Today, it is no longer sufficient to design a product that just works. Products need to have an amazing user experience to stand out from the crowd, to be successful, and to have a user base, who enjoys using them. In a nutshell: products need to be more than mere functional.
The designers Don Norman and Aarron Walter are asking this question for decades: How can design evoke positive and memorable experiences?
In this post, I want to explore the topic of emotional design. I will draw on research by Norman and Walter, and will ask why we enjoy using some products and others not. Hope you enjoy reading this post!
More than just functional: Design that works for the user
You probably know the problem: you open a door and press the handle, but it doesn’t open. You press again and then realize you should have pulled. Congrats! You have encountered a so-called “Norman Door”.
Ambiguous doors are named after professor and designer Don Norman, who has written books such as “The Design of Everyday Things” and is engaging with questions of functionality of everyday objects.
A “Norman door” does work: it opens and closes. But it doesn’t work for the user. Product Manager, Designer, and QA agents are all engaged in this miraculous questions: How can we build a product that truly works for the user?
Emotional Design: How products can lead to positive experiences
Aarron Walter, General Manager of New Products of Mailchimp and author of the book “Designing for Emotion” has a term for this question: emotional design.
What does that mean?
According to Aarron Walters theory, a product should be functional, reliable, and usable (in that order). Emotional design is another level that adds on to a product when mere functionality is secured.
Why you should think about emotional design
Great design can evoke positive emotions. These could be: curiosity, gratitude, surprise, originality, success, satisfaction.
Think about the apps that you use on daily basis. Now think about your favorite app. Which emotions do you have when using it? Surprise can be one of these emotions, for example, when you discover new functions such as the Face Swap Lenses from Snapchat. Or the feeling of success if you reach a new level on Pokemon Go…

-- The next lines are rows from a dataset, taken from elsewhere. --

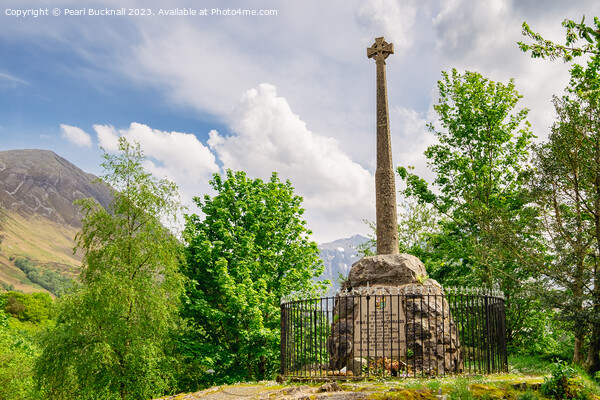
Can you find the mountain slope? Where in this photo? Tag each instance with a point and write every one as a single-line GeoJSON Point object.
{"type": "Point", "coordinates": [338, 257]}
{"type": "Point", "coordinates": [38, 219]}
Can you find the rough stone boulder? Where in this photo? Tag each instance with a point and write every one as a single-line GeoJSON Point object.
{"type": "Point", "coordinates": [385, 270]}
{"type": "Point", "coordinates": [429, 341]}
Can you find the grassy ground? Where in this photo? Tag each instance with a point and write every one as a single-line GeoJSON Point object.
{"type": "Point", "coordinates": [524, 381]}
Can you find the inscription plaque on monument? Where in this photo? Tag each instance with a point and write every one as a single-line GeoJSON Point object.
{"type": "Point", "coordinates": [380, 329]}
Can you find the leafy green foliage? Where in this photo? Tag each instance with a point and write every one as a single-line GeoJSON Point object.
{"type": "Point", "coordinates": [488, 232]}
{"type": "Point", "coordinates": [542, 48]}
{"type": "Point", "coordinates": [35, 307]}
{"type": "Point", "coordinates": [568, 195]}
{"type": "Point", "coordinates": [52, 281]}
{"type": "Point", "coordinates": [249, 249]}
{"type": "Point", "coordinates": [113, 335]}
{"type": "Point", "coordinates": [561, 384]}
{"type": "Point", "coordinates": [17, 356]}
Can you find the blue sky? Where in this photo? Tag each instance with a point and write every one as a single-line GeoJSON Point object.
{"type": "Point", "coordinates": [292, 92]}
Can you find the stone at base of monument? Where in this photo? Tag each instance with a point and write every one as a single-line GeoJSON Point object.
{"type": "Point", "coordinates": [393, 320]}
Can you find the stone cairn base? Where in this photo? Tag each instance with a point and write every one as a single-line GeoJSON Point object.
{"type": "Point", "coordinates": [431, 345]}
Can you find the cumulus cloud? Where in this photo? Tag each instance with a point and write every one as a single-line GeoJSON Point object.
{"type": "Point", "coordinates": [108, 137]}
{"type": "Point", "coordinates": [178, 156]}
{"type": "Point", "coordinates": [269, 137]}
{"type": "Point", "coordinates": [12, 79]}
{"type": "Point", "coordinates": [75, 135]}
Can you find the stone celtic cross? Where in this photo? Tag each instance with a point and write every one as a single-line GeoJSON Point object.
{"type": "Point", "coordinates": [385, 187]}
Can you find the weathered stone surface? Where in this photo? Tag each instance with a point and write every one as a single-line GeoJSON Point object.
{"type": "Point", "coordinates": [428, 337]}
{"type": "Point", "coordinates": [385, 187]}
{"type": "Point", "coordinates": [387, 269]}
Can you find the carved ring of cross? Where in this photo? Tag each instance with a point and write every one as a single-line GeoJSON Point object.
{"type": "Point", "coordinates": [380, 50]}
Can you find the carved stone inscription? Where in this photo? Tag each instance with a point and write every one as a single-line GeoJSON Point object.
{"type": "Point", "coordinates": [379, 331]}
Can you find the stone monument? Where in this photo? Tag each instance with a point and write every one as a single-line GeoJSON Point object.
{"type": "Point", "coordinates": [389, 312]}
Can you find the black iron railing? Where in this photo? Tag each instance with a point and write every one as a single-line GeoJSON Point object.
{"type": "Point", "coordinates": [415, 331]}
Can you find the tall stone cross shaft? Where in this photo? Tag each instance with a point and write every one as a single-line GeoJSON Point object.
{"type": "Point", "coordinates": [385, 187]}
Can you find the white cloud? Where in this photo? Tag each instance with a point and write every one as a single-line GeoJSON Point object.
{"type": "Point", "coordinates": [178, 156]}
{"type": "Point", "coordinates": [12, 79]}
{"type": "Point", "coordinates": [269, 137]}
{"type": "Point", "coordinates": [75, 135]}
{"type": "Point", "coordinates": [108, 137]}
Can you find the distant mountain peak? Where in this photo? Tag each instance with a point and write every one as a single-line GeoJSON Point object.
{"type": "Point", "coordinates": [40, 183]}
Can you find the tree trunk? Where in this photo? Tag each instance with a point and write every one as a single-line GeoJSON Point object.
{"type": "Point", "coordinates": [578, 356]}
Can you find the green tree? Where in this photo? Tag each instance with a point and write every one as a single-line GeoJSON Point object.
{"type": "Point", "coordinates": [113, 335]}
{"type": "Point", "coordinates": [542, 48]}
{"type": "Point", "coordinates": [488, 232]}
{"type": "Point", "coordinates": [250, 248]}
{"type": "Point", "coordinates": [569, 187]}
{"type": "Point", "coordinates": [17, 358]}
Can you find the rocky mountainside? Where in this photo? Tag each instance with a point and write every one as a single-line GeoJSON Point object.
{"type": "Point", "coordinates": [39, 183]}
{"type": "Point", "coordinates": [338, 256]}
{"type": "Point", "coordinates": [38, 219]}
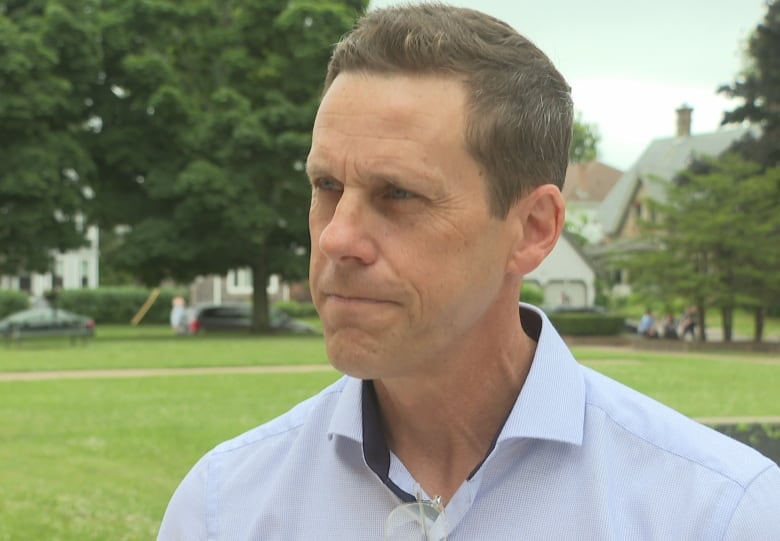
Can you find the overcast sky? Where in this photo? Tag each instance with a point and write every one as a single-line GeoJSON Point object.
{"type": "Point", "coordinates": [632, 63]}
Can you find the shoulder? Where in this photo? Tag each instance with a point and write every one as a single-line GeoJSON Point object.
{"type": "Point", "coordinates": [655, 430]}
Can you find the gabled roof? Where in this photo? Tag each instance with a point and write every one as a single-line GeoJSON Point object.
{"type": "Point", "coordinates": [662, 159]}
{"type": "Point", "coordinates": [589, 181]}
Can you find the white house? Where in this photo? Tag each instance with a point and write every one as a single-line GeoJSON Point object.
{"type": "Point", "coordinates": [566, 276]}
{"type": "Point", "coordinates": [75, 269]}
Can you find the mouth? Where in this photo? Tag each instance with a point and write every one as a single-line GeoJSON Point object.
{"type": "Point", "coordinates": [352, 298]}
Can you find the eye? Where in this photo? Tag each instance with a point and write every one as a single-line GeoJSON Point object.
{"type": "Point", "coordinates": [327, 184]}
{"type": "Point", "coordinates": [398, 193]}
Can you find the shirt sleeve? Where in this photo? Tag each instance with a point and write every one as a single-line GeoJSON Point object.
{"type": "Point", "coordinates": [186, 516]}
{"type": "Point", "coordinates": [757, 515]}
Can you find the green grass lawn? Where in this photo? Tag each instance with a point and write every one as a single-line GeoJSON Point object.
{"type": "Point", "coordinates": [96, 459]}
{"type": "Point", "coordinates": [87, 460]}
{"type": "Point", "coordinates": [156, 347]}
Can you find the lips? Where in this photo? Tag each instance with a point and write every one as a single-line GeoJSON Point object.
{"type": "Point", "coordinates": [355, 298]}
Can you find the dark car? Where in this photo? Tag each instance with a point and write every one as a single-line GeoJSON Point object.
{"type": "Point", "coordinates": [216, 317]}
{"type": "Point", "coordinates": [46, 321]}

Another advantage of positive emotions, when using a digital product, is that we are more tolerable for frustrations: minor defects are excused more easily if the overall experience is a positive one.
3 Great examples of emotional design
1. The feeling of having achieved something
We use digital products such as Mailchimp, Intercom or Trello, to document our tasks, simplify our communication or to work more efficiently.
The feeling of having achieved something doesn’t necessarily need to come from a completed project. It can also come from laying out your tasks and deadlines in Trello, for example. Moving tasks from “Doing” to “Done” can also have a positive effect on motivation.
Products, which help users do what they want to do, can evoke positive feelings. This is especially true for more complicated tasks.
2. Interactive Design
Products can provoke happiness and curiosity if one can immediately try them out. Users, who visit our website, for example, can immediately try our feedback widget and get a sense of our product. However, that is a challenge for physical products.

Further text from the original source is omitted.